Why does git hash-object return a different hash than openssl sha1?
You see a difference because git hash-object
doesn't just take a hash of the bytes in the file - it prepends the string "blob " followed by the file size and a NUL to the file's contents before hashing. There are more details in this other answer on Stack Overflow:
- How to assign a Git SHA1's to a file without Git?

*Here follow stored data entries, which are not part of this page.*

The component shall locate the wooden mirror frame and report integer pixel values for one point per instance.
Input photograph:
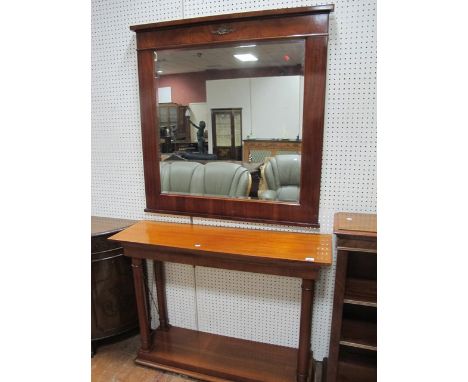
(308, 23)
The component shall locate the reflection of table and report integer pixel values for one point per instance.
(259, 149)
(213, 357)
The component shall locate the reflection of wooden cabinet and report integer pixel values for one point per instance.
(172, 122)
(353, 341)
(256, 150)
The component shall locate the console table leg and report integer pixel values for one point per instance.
(158, 268)
(142, 306)
(303, 354)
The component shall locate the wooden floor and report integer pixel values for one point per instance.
(114, 363)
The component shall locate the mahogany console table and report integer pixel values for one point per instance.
(213, 357)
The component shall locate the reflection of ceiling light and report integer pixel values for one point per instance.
(246, 57)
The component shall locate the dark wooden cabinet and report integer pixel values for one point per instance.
(353, 341)
(113, 306)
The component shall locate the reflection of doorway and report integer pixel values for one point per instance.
(227, 133)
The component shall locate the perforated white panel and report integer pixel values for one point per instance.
(259, 307)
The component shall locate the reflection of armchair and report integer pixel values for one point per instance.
(282, 175)
(214, 178)
(226, 179)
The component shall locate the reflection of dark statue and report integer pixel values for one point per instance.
(200, 135)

Or, to convince yourself, try something like:
$ echo -n hello | git hash-object --stdin
b6fc4c620b67d95f953a5c1c1230aaab5db5a1b0
$ printf 'blob 5\0hello' > test.txt
$ openssl sha1 test.txt
SHA1(test.txt)= b6fc4c620b67d95f953a5c1c1230aaab5db5a1b0
The SHA1 digest is calculated over a header string followed by the file data. The header consists of the object type, a space and the object length in bytes as decimal. This is separated from the data by a null byte.
So:
$ git hash-object foo.txt
f70f10e4db19068f79bc43844b49f3eece45c4e8
$ ( perl -e '$size = (-s shift); print "blob $size\x00"' foo.txt \
&& cat foo.txt ) | openssl sha1
f70f10e4db19068f79bc43844b49f3eece45c4e8
One consequence of this is that "the" empty tree and "the" empty blob have different IDs. That is:
e69de29bb2d1d6434b8b29ae775ad8c2e48c5391 always means "empty file" 4b825dc642cb6eb9a060e54bf8d69288fbee4904 always means "empty directory"
You will find that you can in fact do git ls-tree 4b825dc642cb6eb9a060e54bf8d69288fbee4904
in a new git repository with no objects registered, because it is recognised as a special case and never actually stored (with modern Git versions). By contrast, if you add an empty file to your repo, a blob "e69de29bb2d1d6434b8b29ae775ad8c2e48c5391" will be stored.
Git stores objects as [Object Type, Object Length, delimeter (\0), Content] In your case:
$ echo "A" | git hash-object --stdin
f70f10e4db19068f79bc43844b49f3eece45c4e8
Try to calculate hash as:
$ echo -e "blob 2\0A" | shasum
f70f10e4db19068f79bc43844b49f3eece45c4e8 -
Note using -e (for bash shell) and adjusting length for newline.